El ejercicio de 90 segundos que puede ayudar a dejar de roncar
El ejercicio recomendado por especialistas forma parte de una serie de prácticas conocidas como gimnasia orofaríngea. Estas técnicas buscan mejorar el tono muscular de la lengua, el paladar blando y la garganta.
Para aplicarlo correctamente:
- Mantener la boca cerrada
- Mover la lengua de izquierda a derecha diez veces
- Repetir la rutina tres veces seguidas
En total, el ejercicio dura alrededor de 90 segundos. Si se realiza antes de dormir durante tres noches consecutivas, algunas personas reportan mejoras rápidas en la intensidad del ronquido.
El efecto no es mágico ni universal, pero sí tiene respaldo clínico como estrategia inicial en casos leves o moderados. La constancia es fundamental para notar cambios reales en la respiración nocturna.
Por qué roncamos y cuándo conviene prestar atención
Roncar ocurre cuando el aire tiene dificultades para circular por la vía respiratoria mientras se duerme.
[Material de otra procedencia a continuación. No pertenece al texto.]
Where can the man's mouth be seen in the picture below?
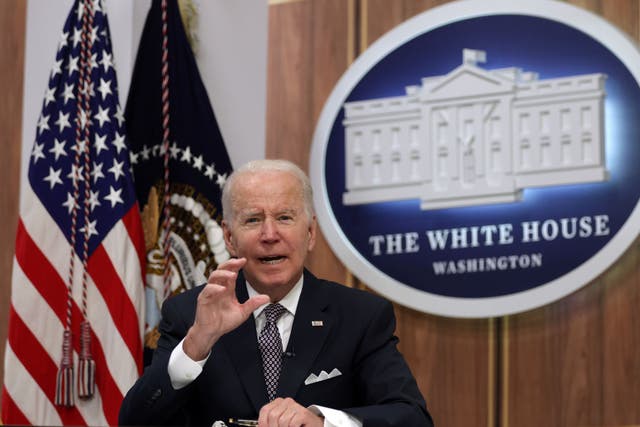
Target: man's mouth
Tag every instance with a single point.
(271, 260)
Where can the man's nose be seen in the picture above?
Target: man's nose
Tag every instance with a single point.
(269, 230)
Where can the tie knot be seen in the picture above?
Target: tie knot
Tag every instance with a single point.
(273, 312)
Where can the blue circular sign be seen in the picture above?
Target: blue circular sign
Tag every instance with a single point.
(481, 158)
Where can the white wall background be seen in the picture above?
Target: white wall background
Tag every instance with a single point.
(232, 57)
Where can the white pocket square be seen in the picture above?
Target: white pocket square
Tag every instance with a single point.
(313, 378)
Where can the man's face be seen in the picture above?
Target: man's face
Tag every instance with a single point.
(270, 228)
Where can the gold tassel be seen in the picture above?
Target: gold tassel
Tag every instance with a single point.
(64, 383)
(86, 366)
(189, 14)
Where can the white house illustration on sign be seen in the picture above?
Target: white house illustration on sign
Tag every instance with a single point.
(475, 136)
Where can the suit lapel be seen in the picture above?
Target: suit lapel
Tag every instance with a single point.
(242, 346)
(310, 329)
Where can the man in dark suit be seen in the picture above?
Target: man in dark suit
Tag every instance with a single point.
(220, 355)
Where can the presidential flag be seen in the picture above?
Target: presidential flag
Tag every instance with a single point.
(75, 334)
(179, 161)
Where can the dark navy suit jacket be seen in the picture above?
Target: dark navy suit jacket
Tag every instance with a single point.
(356, 336)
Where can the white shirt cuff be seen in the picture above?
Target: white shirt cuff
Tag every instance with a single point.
(182, 369)
(335, 418)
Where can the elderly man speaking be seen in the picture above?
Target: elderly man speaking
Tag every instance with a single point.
(266, 343)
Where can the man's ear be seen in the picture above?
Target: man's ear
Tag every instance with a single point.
(228, 239)
(313, 226)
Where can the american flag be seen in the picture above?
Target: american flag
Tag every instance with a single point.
(79, 244)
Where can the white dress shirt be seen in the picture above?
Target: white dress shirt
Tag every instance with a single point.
(183, 370)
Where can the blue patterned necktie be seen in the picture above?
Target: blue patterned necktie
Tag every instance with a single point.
(271, 348)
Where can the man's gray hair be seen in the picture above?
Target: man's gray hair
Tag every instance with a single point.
(267, 165)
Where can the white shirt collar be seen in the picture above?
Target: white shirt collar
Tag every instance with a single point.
(290, 301)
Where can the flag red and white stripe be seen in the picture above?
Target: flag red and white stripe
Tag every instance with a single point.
(113, 299)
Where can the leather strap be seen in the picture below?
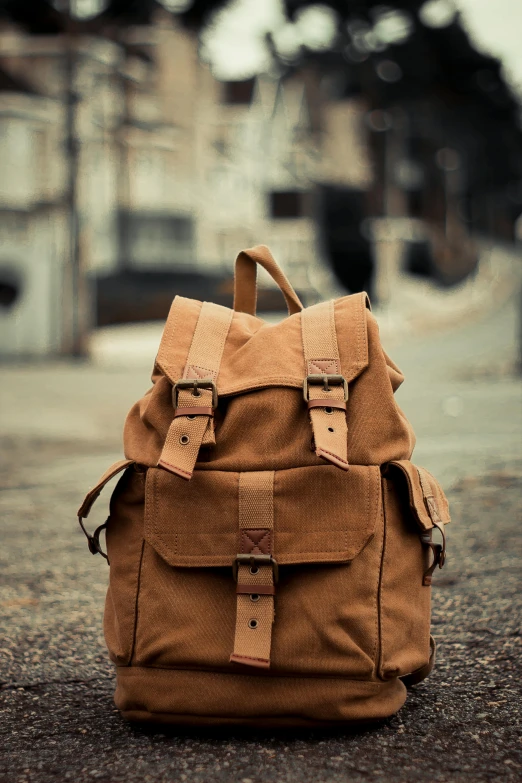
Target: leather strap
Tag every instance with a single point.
(245, 280)
(255, 589)
(327, 416)
(340, 404)
(194, 428)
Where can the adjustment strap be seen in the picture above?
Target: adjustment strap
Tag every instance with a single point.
(93, 541)
(321, 353)
(255, 570)
(192, 428)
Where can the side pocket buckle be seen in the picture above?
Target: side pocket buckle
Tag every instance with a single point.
(438, 551)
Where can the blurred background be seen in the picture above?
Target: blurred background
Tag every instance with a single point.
(374, 146)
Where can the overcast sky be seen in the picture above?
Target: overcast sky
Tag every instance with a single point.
(235, 44)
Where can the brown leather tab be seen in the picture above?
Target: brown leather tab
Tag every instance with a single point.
(257, 541)
(340, 404)
(257, 590)
(193, 411)
(192, 424)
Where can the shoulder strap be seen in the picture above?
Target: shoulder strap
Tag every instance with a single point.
(420, 674)
(194, 403)
(326, 390)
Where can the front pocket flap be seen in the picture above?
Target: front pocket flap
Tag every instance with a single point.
(427, 500)
(321, 514)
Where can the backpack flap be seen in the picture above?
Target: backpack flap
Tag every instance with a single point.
(321, 515)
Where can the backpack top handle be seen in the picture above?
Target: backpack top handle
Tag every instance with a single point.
(245, 280)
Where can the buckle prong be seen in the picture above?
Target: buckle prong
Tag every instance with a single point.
(194, 384)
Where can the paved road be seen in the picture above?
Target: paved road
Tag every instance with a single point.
(61, 427)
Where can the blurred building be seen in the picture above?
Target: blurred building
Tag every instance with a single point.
(120, 151)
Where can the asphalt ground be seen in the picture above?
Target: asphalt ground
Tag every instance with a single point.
(58, 721)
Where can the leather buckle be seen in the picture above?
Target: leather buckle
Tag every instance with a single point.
(195, 384)
(326, 380)
(253, 561)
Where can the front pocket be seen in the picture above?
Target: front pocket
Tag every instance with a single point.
(327, 542)
(410, 500)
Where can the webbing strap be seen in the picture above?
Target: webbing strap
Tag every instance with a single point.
(188, 433)
(321, 352)
(255, 583)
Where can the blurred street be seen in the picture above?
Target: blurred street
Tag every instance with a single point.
(61, 427)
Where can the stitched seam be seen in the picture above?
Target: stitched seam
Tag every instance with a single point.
(180, 470)
(374, 686)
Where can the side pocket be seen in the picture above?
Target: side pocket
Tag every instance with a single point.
(405, 603)
(124, 536)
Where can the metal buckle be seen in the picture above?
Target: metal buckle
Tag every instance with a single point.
(255, 560)
(335, 380)
(195, 383)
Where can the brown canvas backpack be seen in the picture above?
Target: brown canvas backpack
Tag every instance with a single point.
(270, 542)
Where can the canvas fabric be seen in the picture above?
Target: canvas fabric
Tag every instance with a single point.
(334, 536)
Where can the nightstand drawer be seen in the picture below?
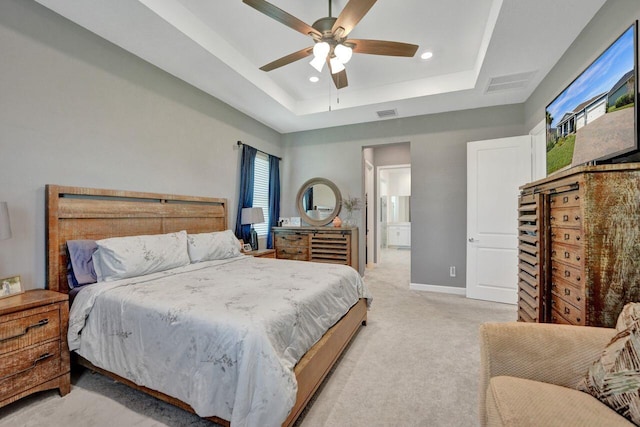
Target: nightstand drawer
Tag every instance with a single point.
(18, 369)
(28, 328)
(292, 240)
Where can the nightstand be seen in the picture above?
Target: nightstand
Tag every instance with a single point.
(34, 354)
(262, 253)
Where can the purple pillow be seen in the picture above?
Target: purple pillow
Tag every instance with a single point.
(81, 271)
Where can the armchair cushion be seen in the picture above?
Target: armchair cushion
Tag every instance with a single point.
(518, 402)
(615, 378)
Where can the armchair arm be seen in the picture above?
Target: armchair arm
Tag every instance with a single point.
(556, 354)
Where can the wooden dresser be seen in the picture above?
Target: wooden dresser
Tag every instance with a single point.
(579, 245)
(336, 245)
(34, 355)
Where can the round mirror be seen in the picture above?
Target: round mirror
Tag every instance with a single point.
(318, 201)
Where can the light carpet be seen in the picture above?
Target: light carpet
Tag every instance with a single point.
(414, 364)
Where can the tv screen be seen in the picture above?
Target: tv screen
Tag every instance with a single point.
(594, 119)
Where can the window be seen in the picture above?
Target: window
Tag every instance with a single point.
(261, 190)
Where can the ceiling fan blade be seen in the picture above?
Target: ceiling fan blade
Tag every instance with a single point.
(288, 59)
(282, 17)
(351, 15)
(340, 79)
(382, 47)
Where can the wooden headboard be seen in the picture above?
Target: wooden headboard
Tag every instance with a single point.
(86, 213)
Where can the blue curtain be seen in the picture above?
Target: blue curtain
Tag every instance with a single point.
(245, 198)
(274, 197)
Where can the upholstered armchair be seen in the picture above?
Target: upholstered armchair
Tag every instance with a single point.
(529, 373)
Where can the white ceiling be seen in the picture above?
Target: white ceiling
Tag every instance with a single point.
(218, 46)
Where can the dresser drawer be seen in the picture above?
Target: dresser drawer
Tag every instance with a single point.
(291, 240)
(566, 217)
(568, 311)
(19, 369)
(570, 254)
(567, 272)
(566, 199)
(30, 327)
(299, 254)
(568, 292)
(570, 236)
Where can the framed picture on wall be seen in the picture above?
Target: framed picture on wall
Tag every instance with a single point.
(10, 286)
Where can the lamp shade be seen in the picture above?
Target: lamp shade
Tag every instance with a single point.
(5, 226)
(252, 216)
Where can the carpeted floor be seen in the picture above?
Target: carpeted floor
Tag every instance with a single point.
(414, 364)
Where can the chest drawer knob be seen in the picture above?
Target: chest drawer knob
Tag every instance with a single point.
(39, 324)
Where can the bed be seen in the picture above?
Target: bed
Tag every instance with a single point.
(75, 213)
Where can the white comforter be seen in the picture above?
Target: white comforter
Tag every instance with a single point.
(223, 336)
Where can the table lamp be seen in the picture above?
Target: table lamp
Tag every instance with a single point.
(5, 226)
(252, 216)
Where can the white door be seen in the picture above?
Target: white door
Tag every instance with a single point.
(495, 171)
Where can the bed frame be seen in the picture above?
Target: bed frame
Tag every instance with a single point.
(84, 213)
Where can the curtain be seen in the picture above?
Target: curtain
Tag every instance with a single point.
(274, 197)
(245, 198)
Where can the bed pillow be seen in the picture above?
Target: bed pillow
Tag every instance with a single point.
(123, 257)
(213, 246)
(80, 269)
(615, 379)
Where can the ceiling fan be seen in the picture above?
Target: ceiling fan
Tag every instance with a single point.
(330, 36)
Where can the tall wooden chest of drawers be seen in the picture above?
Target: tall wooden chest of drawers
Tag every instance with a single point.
(336, 245)
(34, 355)
(579, 249)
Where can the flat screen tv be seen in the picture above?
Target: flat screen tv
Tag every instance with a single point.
(594, 119)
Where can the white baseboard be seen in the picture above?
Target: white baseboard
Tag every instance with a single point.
(437, 288)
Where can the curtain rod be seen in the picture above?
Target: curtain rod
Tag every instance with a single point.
(239, 143)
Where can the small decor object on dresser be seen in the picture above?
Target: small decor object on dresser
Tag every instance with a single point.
(10, 286)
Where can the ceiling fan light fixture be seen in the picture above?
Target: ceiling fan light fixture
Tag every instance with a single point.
(321, 50)
(318, 63)
(343, 53)
(336, 65)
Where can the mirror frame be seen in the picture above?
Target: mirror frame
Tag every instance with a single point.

Esa resistencia genera vibraciones en los tejidos blandos de la garganta.
Las causas más comunes incluyen:
- Congestión nasal
- Dormir boca arriba
- Relajación excesiva del paladar
- Sobrepeso
- Cambios anatómicos en la vía aérea
En algunos casos, los ronquidos pueden estar asociados a trastornos como la apnea del sueño. Por eso, si son intensos, persistentes o vienen acompañados de pausas respiratorias, conviene consultar con un especialista.
Además, factores como el alcohol antes de dormir o el tabaquismo aumentan la probabilidad de roncar porque favorecen la inflamación y la relajación muscular en la garganta.
Otros hábitos simples que ayudan a reducir los ronquidos
Más allá del ejercicio de la lengua, existen cambios cotidianos que pueden mejorar la calidad del descanso y disminuir los ronquidos.
Entre los más recomendados por especialistas se destacan:
- Dormir de lado en lugar de boca arriba
- Mantener horarios regulares de sueño
- Evitar alcohol antes de acostarse
- Usar humidificador si el ambiente es seco
- Controlar la congestión nasal
También puede ayudar utilizar una almohada que mantenga alineados cuello y cabeza, ya que facilita el paso del aire durante la noche.
Otro punto importante es el sobrepeso corporal: cuando hay exceso de tejido en la zona del cuello, aumenta la presión sobre las vías respiratorias y aparecen ronquidos con mayor frecuencia.
Incorporar ejercicios orales antes de dormir puede ser una estrategia simple y accesible para muchas personas. Aunque no reemplaza un tratamiento médico cuando hay apnea del sueño, sí funciona como una primera herramienta práctica.